In the same vein, this approach sheds fresh light on the functioning of the common currency of the Union. Whereas the euro is characterised by advocates of the old model in negative terms as a currency without a State, the new perspective allows for the common currency to be described as a currency beyond the State. The euro is not a currency in want of a State, because the EU and the member-States of the EMU may be regarded as the Joint Sovereign behind the euro (Hoeksma & Schoenmaker 2011).1 At this stage, the conclusion may be drawn that a common currency is not a contrariety but rather needs a Joint Sovereign to support it.

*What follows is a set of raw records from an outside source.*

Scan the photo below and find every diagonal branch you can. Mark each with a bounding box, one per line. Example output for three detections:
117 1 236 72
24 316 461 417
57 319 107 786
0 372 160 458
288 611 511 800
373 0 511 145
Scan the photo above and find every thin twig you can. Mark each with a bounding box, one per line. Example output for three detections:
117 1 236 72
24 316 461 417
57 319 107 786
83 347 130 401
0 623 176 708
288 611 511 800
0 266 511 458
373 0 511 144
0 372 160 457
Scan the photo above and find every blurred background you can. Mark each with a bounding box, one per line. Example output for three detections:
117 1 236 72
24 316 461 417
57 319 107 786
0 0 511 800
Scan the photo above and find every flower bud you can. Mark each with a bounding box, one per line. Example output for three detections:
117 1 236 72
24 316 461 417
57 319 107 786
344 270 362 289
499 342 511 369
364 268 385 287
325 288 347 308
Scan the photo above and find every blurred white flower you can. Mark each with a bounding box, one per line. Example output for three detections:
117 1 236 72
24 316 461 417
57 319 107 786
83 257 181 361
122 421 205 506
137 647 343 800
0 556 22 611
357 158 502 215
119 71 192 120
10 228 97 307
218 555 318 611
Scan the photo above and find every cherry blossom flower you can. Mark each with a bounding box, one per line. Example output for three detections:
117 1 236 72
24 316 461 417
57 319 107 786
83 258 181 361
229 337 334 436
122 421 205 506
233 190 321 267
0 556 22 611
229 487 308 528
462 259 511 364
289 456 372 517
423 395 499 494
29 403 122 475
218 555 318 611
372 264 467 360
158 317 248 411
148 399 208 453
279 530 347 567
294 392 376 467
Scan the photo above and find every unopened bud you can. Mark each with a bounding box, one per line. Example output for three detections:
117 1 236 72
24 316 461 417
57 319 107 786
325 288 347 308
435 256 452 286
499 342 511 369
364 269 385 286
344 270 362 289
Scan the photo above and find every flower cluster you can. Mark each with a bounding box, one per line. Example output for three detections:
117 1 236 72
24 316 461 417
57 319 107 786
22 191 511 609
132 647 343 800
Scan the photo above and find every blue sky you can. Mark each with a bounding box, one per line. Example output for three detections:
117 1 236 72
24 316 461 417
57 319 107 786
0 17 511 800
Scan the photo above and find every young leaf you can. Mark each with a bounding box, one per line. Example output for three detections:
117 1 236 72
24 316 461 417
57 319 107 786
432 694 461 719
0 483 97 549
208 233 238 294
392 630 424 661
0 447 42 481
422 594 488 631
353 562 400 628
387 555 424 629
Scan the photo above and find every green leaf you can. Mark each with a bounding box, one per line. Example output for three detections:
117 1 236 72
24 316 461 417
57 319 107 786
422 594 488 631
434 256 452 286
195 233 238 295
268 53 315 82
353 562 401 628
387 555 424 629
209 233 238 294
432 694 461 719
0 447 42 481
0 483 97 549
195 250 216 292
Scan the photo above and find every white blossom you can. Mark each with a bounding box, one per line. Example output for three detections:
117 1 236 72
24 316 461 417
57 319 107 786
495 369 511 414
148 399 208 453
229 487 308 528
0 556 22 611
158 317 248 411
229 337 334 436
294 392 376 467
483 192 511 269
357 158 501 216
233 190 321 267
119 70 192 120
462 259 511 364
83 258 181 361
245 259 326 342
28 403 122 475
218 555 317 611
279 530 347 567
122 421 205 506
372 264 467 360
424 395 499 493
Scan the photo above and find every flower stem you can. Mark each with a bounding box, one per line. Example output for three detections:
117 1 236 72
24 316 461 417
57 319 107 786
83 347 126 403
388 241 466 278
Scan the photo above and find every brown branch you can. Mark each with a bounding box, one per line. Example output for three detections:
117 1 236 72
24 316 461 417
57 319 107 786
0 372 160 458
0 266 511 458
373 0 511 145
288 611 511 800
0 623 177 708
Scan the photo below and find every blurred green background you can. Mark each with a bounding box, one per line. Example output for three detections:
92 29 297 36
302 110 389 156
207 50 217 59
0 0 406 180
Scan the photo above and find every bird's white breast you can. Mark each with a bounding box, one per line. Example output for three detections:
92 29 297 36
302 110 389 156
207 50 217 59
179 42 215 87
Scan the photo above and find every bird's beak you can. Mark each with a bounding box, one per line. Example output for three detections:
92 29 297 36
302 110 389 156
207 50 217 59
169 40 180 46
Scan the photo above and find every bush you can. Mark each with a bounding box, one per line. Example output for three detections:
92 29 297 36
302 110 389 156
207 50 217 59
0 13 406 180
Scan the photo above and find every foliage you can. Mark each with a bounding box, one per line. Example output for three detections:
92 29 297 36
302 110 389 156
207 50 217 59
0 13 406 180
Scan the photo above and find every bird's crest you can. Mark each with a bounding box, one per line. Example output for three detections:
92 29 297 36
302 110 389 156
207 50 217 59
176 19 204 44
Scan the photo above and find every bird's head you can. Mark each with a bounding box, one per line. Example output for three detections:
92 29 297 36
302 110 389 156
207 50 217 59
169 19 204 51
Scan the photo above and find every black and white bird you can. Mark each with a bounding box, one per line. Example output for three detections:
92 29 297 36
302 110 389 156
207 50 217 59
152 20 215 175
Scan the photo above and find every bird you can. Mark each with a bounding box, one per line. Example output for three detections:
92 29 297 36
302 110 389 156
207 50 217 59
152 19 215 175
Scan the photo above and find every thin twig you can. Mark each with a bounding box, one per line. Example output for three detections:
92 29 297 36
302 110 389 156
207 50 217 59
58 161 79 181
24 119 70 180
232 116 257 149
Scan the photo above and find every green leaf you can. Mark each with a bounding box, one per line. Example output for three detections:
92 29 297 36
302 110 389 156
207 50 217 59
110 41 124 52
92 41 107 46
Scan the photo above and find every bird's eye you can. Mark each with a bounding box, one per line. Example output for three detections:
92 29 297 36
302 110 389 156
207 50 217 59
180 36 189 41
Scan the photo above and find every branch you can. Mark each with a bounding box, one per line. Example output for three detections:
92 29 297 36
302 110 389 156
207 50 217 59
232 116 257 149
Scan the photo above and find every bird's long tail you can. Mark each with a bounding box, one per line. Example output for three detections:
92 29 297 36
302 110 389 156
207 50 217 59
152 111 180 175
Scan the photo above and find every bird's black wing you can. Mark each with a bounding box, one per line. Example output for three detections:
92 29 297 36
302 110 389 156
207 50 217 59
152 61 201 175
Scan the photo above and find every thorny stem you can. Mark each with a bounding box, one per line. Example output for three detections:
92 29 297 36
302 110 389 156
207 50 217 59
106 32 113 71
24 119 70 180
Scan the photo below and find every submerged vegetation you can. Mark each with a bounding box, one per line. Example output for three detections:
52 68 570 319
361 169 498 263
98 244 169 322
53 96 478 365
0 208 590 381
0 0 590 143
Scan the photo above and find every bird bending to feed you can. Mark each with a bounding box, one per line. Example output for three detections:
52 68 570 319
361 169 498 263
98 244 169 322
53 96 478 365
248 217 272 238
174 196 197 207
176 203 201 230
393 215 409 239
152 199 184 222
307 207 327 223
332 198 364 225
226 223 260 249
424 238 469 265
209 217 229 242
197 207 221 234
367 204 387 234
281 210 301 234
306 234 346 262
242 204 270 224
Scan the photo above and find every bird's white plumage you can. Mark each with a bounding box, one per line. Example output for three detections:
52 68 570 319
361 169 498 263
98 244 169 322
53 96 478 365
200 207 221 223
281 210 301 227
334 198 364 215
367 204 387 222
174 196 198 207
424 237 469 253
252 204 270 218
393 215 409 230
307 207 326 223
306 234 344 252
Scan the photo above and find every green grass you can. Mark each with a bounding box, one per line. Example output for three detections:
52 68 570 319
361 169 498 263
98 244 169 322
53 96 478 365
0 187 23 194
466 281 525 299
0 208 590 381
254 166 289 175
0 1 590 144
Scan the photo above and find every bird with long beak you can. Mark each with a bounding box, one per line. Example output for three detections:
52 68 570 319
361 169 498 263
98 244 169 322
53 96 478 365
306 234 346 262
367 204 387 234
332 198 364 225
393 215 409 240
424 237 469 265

As a currency without a State, the euro has been on the brink of collapse during the sovereign debt crisis. The measures taken by the member-States and the European institutions, including the European Commission, the European Central Bank and the European Parliament, to defend the euro, demonstrate their commitment to their common currency. A result of the financial and sovereign debt crisis, that challenged the very existence of the common currency, may well be that the euro has evolved from a currency without a State to a currency beyond the State.2

Sixty years after the start of the process of European integration, the contours of a new paradigm in international relations are gradually appearing. The essence of the new model is that it is possible for States to share the exercise of sovereignty without losing statehood. Similarly, States may adopt a common currency without having to merge into a federal State. In the long run, however, the European Union will only succeed if the citizens participate both in the national democracies of their countries and in the common democracy of the Union.


1 Hoeksma, J.A. and D. Schoenmaker, The Sovereign behind the Euro, Nijmegen, 2011.

2 As suggested by Ad van Riet, The Future of the Euro at 15; Rounding the Corners of the Holy Trinity?, Tilburg University and European Central Bank, draft manuscript, 2014.